Allison:我大学就是在莱斯大学(Rice University)读的,毕业之后依旧留在了休斯顿,进入美林银行工作。那层办公室很大,和我们共处一层的还有安然公司总部的25名banker。


当时美林的老将John Olson在走廊尽头的一间办公室里工作,他公开主张抛售安然股票,把安然CEO做的报告贴在墙上,在旁边写着“我等不及要证明你错了”。


我不喜欢每天置身这种紧张的关系,也不想继续在投行或者卖方做分析师,于是1998年我去了哈佛商学院,当时我身边的人建议我尝试买方相关的工作。


对了,我在美林的时候也在墙上贴东西,我把它命名为“启示录(signs of the apocalypse)”,提醒自己需要注意的危机征兆。


Q:你现在还有这个习惯吗?会贴些什么?


Allison:会的。我现在关注科技股未来可能出现的大幅回调,我觉得会是70%左右。2023年标普500指数95%的涨跌都来自七大巨头,这不是一个健康的信号。


Q:要看清这些征兆,得实际在市场里摸爬滚打过。你从商学院毕业之后的路径是怎样的?


Allison:读书的时候我在Putnam Investments实习过,我很喜欢那里,但最后还是去了旧金山的Robertson Stephens(后文简称RS),一家精品基金。我当时有几个选择,一是像Putnam或者Franklin Templeton这样的大公司,二是阵容比较小的精品基金。


André Perold(溯元CIO系列已经详细呈现过,点击阅读)是我在哈佛的老师,他非常睿智,很有远见,建议我去一家精品投资机构。


André说,这种基金的创业精神会吸引到我,他们的风格是“如果你看到地上有五分钱,就去捡起来,这钱就是你的”,所以没有那么多你能做什么,不能做什么,或者如何给公司增加价值的规定。


二十六七岁的时候,这样的模式就是当时的我想要的。我在RS工作了11年,从portfolio manager做到MD,一直到我回到莱斯大学做CIO。


Q:在基金做直投的这段经历让你学到了什么?


Allison:千禧年我加入了RS ,帮Jim Callinan做事,他是RS的联创兼CIO,也是晨星2000年评选的年度基金经理。他和我说:“我要让你负责一个有趣的行业,互联网。你从来没关注过这个行业,所以你的眼睛很干净。现在大家都对互联网趋之若鹜,实际上它的表现并不好,告诉我你看到了什么。”

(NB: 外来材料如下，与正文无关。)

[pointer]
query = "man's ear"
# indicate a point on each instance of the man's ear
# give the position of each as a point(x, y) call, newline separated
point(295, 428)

有过这段经历之后,我的脸皮厚了起来,可以直来直去地和一些人说,上世纪90年代让他们赚了大钱的东西其实是很糟糕的。现在回想,在那个时候走进这个大熔炉,看着有些互联网公司冉冉升起,也有一些彻底分崩离析,确实很奇妙。


这让我了解到,有些一开始就不对的事情总有一天会变质,而且会比你预想的坏得更多。有些人可能会欺骗你,也可能会迷惑你。但另一方面,伟大的公司终究会东山再起。


Allison Thacker


我可以直来直去地和一些人说,上世纪90年代让他们赚了大钱的东西其实是很糟糕的。有些一开始就不对的事情总有一天会变质,而且会比你预想的坏得更多。


我还明白了一个道理,如果想赚大钱,必须把眼光放得比大多数投资者的时间跨度更远。行业龙头能比你掌握更多、更好、更快的信息,这就是游戏规则。你需要在他们出现之前,在规模上占据一席之地。

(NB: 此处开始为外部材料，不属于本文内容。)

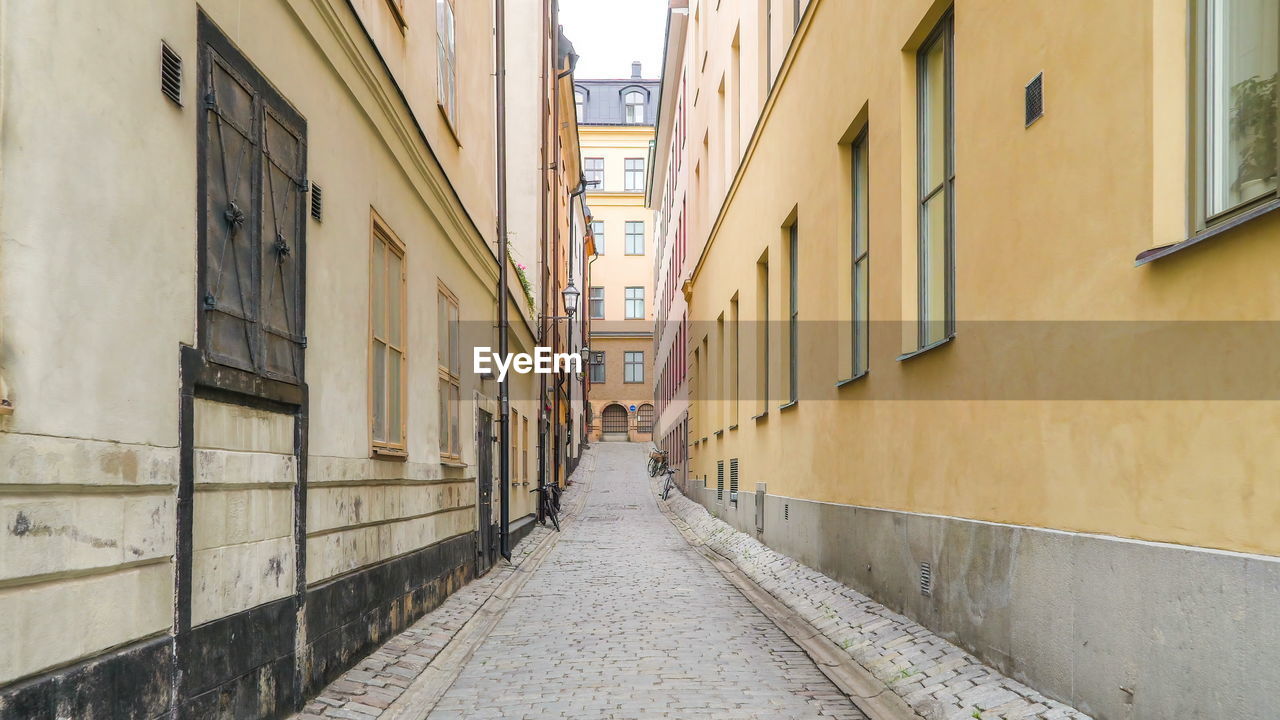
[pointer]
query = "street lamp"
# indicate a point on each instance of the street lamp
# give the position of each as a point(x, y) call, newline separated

这意味着你需要想清楚一家公司9个月、12个月甚至24个月的前景,而不是考虑下个季度。这也同样适用于配置基金,如果目光太短,你很难获得好的accessibility。



Q:在西海岸工作了十多年之后,你为什么会回到莱斯大学做CIO?


Allison:我接到了猎头公司的电话,他们正在寻找莱斯公司的CIO人选,问我有什么想法,现在在做什么。我说:“我可以告诉你们我在做什么,但我没有简历,我已经11年没面试过了。”

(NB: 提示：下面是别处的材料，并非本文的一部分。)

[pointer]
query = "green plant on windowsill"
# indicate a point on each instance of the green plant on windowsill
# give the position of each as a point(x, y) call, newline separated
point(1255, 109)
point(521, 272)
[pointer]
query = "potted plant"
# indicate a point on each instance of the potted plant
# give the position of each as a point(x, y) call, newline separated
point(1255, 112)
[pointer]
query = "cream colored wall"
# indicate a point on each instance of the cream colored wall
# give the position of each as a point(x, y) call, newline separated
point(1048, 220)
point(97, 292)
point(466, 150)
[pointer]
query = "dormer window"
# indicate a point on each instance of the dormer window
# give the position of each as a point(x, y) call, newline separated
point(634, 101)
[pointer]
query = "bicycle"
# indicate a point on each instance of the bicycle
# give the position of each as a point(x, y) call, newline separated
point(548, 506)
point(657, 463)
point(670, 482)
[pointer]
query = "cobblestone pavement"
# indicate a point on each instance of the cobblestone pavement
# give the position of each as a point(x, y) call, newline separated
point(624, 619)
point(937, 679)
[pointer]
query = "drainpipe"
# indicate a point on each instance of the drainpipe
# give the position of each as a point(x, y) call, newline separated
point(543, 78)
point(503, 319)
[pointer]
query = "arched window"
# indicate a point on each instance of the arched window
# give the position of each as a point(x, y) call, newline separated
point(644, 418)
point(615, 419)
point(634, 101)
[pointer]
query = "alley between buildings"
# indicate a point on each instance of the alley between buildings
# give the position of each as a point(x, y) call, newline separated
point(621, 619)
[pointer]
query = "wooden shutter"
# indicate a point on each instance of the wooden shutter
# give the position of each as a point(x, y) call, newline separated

但是跟他们聊得越多,我越发现捐赠基金CIO就是大多数长期投资者梦寐以求的工作。你有一群客户,他们知道他们需要什么,想要什么,也有很长的时间跨度。如果你做得出色,就能大大增加大学的资金能力,这太神奇了。


所以我对他们说:“如果你们找到比我更好的人,我希望你们雇用他。但我相信我能把这件事做好,我会这样这样做。”我最终得到了这份工作,现在想起来还是心潮澎拜。


Q:你加入的时候,莱斯的捐赠基金是什么样?


Allison:当时莱斯的捐赠基金大约有40亿美元,已经有了专业的投资办公室,但他们的第一任CIO还是大学内部的人,是从大学的财务组织晋升上来的,在大学担任过各种各样的职务,最终负责投资业务,并且做得非常好。


虽然我也是莱斯的校友,但我算是他们请来的第一个外来客,可以从旁观者的角度审视如何做事,如何聘用人才,如何向董事会报告。我在莱斯的头两年,就是在组建团队,建立流程和系统。


Q:你们的资产池里有什么?


Allison:当时我们有一个很坚实的portfolio,足够多元。上一任CIO Scott Wise做了一项伟大的工作,把莱斯portfolio中单一的美国基金经理和一些债券,转变为全球股票和另类资产。另外因为我们在德克萨斯,所以一直持有实物资产。房地产,还有PEVC portfolio那时候刚刚起步。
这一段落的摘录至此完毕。